Believe your friend. Tell them the assault is not their fault. Avoid asking questions that may sound judgmental or blaming (ie“What were you doing alone in their room?” or “Why did you have so much to drink?”).
Understand that people respond differently to being sexually assaulted. Some people may be crying, while others may appear to be in shock or seem very calm and rational. Expect a range of emotions from your friend, and remember that regardless of how your friend is reacting emotionally, they need support.
Listen to your friend. Tell them you want to be there for them. Let your friend tell as much or little about what happened as they would like, and avoid asking a lot of questions about the details of what happened.
Encourage your friend to seek support and medical care. Let them know about resources such as Safe Office and Student Health. You can offer to call for them or go with them to Student Health or a local hospital.
Empower your friend. Let them make their own decisions including how and when to seek help. However, if you are concerned about your friend’s safety at any time, get help immediately.
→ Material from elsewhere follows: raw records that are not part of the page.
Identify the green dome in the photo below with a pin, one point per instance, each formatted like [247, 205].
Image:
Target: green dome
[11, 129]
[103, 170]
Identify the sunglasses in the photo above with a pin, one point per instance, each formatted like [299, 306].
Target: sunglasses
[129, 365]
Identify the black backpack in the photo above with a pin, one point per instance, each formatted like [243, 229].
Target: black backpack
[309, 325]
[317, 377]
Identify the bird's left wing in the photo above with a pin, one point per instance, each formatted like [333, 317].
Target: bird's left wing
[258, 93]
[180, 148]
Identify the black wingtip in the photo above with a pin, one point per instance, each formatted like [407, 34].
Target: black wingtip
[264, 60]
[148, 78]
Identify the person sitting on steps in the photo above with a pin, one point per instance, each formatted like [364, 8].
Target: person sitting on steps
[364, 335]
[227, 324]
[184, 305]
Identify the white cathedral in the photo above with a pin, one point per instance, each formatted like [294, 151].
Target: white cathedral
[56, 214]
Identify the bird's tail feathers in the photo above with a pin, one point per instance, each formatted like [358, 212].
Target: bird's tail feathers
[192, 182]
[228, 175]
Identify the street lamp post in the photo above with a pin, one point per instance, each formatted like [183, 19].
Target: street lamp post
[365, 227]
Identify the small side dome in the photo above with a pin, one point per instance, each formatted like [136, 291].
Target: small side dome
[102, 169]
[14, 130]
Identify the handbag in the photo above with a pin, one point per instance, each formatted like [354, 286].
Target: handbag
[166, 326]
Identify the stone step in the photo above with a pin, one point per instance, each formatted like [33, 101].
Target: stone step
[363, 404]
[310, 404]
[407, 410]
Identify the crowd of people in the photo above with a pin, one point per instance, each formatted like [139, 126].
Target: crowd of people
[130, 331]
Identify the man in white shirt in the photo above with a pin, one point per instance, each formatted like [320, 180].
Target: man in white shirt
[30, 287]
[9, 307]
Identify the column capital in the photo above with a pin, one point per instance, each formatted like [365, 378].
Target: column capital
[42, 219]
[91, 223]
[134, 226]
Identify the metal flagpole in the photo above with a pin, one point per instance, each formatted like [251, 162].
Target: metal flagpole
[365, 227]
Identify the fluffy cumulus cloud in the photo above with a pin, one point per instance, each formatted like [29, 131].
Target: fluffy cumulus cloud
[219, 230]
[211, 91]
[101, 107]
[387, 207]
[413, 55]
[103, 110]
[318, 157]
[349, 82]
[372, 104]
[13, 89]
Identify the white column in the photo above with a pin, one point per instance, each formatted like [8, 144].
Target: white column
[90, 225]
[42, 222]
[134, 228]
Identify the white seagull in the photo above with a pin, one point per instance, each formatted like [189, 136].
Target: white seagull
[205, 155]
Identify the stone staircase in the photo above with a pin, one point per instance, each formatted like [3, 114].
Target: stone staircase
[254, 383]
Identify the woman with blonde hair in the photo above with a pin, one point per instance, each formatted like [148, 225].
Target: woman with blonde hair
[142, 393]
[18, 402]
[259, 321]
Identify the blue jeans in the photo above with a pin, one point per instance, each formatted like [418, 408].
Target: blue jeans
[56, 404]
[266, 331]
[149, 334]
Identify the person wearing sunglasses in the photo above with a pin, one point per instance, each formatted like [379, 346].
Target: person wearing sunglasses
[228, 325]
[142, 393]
Continue your support during the recovery process. Recovering from sexual assault is different for everyone, yet most sexual assault survivors report that continued support from friends and family are important parts of the healing process. You can also encourage them to seek counseling at the University Counseling Center, the Office of the Chaplain or off-campus at Family Services. Working with a professional can help speed the recovery process.
Get support for yourself. Having a friend who has been sexually assaulted can be a very emotional experience. Be aware of your limits (remember, you are a friend, not a counselor), take care of yourself and seek support as needed. Even if your friend is not ready to get help, you can use the resources available for you.